Schwäbische Zeitung (Ravensburg / Weingarten)
Im Sumpf der Drogen
„Ben is Back“– Mutter-Sohn-Drama mit einer uneitlen, kämpferischer Julia Roberts
Es ist eine düstere Szene, als Ben zum ersten Mal in Erscheinung tritt. Im dunklen Kapuzenpulli und mit starrem Gesicht taucht der 19-Jährige an Weihnachten plötzlich vor dem Haus seiner Familie auf. Eigentlich ist der Junge in einer Klinik auf Drogenentzug, doch nun kehrt er unerwartet nach Hause zurück.
Seine Mutter Holly (Julia Roberts) kann es kaum fassen. Doch ihre Freude wird von der Angst getrübt, dass ihr Sohn einen Rückfall erleiden könnte. Die nächsten 24 Stunden werde sie ihn keinen Moment aus den Augen lassen, droht sie Ben (Lucas Hedges). Nur unter dieser Bedingung dürfe er Weihnachten zu Hause verbringen. Seine Schwester Ivy ist skeptisch. Auch Bens Stiefvater Neal, mit dem Holly zwei kleine Kinder hat, ist besorgt.

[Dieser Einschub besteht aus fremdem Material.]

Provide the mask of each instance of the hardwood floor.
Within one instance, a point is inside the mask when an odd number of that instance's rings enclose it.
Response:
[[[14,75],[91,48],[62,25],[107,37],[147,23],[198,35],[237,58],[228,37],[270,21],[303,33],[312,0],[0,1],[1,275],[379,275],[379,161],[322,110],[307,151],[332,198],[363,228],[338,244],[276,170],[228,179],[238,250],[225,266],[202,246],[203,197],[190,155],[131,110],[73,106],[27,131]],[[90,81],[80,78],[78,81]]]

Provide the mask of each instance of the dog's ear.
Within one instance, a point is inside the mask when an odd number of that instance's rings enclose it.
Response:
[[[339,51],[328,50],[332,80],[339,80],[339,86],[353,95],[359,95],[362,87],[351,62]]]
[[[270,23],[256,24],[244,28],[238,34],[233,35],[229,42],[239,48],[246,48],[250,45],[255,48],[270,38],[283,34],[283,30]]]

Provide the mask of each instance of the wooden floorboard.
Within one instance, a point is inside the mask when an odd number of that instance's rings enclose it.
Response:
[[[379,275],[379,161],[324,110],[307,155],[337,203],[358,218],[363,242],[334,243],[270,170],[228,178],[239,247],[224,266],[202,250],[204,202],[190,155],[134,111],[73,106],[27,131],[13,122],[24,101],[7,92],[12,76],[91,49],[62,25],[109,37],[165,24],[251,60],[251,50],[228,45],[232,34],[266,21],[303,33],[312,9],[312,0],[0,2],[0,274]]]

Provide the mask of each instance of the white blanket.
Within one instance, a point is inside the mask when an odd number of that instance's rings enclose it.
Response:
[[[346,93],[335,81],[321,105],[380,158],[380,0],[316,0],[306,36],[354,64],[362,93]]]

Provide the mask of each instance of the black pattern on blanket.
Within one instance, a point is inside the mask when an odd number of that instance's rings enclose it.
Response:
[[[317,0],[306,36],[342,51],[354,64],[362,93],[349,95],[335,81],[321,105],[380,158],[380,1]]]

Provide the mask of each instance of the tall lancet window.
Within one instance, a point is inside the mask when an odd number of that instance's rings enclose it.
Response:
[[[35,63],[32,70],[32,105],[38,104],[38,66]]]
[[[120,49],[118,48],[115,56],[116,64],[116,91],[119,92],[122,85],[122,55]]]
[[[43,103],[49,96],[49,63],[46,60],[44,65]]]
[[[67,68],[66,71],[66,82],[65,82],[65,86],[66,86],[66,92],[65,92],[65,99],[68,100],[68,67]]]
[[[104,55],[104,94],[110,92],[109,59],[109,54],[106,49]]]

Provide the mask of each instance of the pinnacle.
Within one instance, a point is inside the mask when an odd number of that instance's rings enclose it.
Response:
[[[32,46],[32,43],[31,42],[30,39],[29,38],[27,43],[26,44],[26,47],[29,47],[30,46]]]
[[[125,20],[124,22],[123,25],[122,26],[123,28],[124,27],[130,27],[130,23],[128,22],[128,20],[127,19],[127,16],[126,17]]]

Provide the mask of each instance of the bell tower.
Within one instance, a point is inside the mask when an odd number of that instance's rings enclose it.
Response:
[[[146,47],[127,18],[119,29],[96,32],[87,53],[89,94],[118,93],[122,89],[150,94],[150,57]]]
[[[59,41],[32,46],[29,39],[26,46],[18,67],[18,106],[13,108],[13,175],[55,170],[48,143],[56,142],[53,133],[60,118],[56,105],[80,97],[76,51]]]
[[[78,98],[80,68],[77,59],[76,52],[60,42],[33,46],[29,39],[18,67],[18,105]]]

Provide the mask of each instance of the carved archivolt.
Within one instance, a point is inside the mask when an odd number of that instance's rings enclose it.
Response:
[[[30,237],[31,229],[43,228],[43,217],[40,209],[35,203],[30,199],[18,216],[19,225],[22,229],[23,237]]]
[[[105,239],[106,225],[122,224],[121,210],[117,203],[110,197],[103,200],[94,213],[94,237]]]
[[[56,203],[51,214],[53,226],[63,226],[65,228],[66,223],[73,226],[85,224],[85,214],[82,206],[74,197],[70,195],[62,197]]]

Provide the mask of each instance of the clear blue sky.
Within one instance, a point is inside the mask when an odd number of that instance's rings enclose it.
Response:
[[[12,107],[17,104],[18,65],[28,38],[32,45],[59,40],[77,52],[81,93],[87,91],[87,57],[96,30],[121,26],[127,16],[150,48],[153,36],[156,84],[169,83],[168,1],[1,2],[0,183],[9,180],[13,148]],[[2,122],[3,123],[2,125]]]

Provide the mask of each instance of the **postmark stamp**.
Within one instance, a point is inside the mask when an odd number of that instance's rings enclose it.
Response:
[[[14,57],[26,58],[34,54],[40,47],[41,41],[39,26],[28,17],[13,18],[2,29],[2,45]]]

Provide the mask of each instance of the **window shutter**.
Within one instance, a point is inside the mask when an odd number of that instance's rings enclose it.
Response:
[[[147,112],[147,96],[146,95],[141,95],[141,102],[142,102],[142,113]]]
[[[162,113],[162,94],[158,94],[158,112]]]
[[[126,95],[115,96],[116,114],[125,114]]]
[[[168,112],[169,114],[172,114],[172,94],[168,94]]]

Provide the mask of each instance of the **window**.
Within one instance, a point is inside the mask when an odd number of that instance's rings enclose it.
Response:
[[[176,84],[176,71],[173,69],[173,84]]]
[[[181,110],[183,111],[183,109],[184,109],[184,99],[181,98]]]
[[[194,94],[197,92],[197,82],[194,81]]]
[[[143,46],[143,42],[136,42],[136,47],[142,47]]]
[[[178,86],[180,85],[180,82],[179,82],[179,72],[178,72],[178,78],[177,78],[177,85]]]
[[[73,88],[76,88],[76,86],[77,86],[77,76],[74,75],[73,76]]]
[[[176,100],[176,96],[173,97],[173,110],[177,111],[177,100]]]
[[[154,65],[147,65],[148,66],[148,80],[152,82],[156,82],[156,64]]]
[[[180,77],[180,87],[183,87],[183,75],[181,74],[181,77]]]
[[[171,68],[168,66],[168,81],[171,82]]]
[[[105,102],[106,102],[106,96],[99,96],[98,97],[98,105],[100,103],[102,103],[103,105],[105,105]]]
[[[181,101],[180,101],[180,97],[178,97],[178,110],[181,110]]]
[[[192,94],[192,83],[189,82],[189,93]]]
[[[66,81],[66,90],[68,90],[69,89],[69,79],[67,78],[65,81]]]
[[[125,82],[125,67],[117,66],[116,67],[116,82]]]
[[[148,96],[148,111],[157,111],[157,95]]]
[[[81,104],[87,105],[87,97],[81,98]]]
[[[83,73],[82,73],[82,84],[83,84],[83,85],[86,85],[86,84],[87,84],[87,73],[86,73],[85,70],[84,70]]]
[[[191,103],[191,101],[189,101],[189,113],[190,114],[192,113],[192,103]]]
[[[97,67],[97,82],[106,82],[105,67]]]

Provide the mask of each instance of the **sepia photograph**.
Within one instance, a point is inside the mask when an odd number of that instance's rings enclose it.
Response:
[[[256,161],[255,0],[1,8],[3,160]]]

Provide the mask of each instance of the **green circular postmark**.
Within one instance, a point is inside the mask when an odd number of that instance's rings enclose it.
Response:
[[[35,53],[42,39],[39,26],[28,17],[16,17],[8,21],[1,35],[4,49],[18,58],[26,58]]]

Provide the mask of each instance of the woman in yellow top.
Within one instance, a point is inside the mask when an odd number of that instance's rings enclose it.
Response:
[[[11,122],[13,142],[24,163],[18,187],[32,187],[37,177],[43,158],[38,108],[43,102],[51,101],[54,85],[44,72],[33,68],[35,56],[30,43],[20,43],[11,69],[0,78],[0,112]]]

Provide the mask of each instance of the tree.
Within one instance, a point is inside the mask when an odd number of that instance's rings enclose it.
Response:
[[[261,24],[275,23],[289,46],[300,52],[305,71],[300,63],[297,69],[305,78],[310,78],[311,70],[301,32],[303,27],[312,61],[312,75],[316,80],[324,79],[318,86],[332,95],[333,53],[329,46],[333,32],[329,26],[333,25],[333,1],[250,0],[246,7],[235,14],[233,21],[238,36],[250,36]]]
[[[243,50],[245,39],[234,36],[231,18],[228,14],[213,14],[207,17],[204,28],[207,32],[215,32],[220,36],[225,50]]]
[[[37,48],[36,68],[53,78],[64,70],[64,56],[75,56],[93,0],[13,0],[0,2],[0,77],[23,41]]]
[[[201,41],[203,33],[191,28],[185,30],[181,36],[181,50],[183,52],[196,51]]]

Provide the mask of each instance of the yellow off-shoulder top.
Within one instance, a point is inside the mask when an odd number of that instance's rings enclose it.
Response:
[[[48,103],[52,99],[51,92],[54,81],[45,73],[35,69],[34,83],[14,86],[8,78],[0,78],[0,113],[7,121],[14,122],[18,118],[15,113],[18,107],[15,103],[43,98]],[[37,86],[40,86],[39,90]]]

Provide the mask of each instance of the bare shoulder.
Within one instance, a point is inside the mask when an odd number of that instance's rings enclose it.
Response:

Was als Mutter-Sohn-Drama beginnt, wird immer mehr zum Thriller, der in die düstere Drogenwelt von Opioiden und Heroin führt. Ben wird mit Dealern und Süchtigen aus seiner Vergangenheit konfrontiert. Verzweifelt bleibt ihm Holly auf den Fersen, um ihn zu beschützen. Dabei spielen sich dramatische Szenen ab. „Ich will nur, dass du mir sagst, an welcher Stelle ich dich begraben soll“, bestürmt die verzweifelte Mutter auf einem verschneiten Friedhof ihren Sohn. Vom „Pretty-Woman“Image ist bei Roberts längst keine Spur mehr. Schon in dem Thriller „Vor ihren Augen“(2015) hatte sie als gramerfüllte FBI-Beamtin ihr breites Lächeln völlig abgelegt. Ihr Auftritt als verhärmte Tochter in dem Drama „Im August in Osage County“brachte ihr ein Jahr zuvor eine Oscar-Nominierung für die beste Nebenrolle ein. Auch in „Ben is Back“sind ihr die Sorgenfalten tief in das kantige Gesicht geschrieben.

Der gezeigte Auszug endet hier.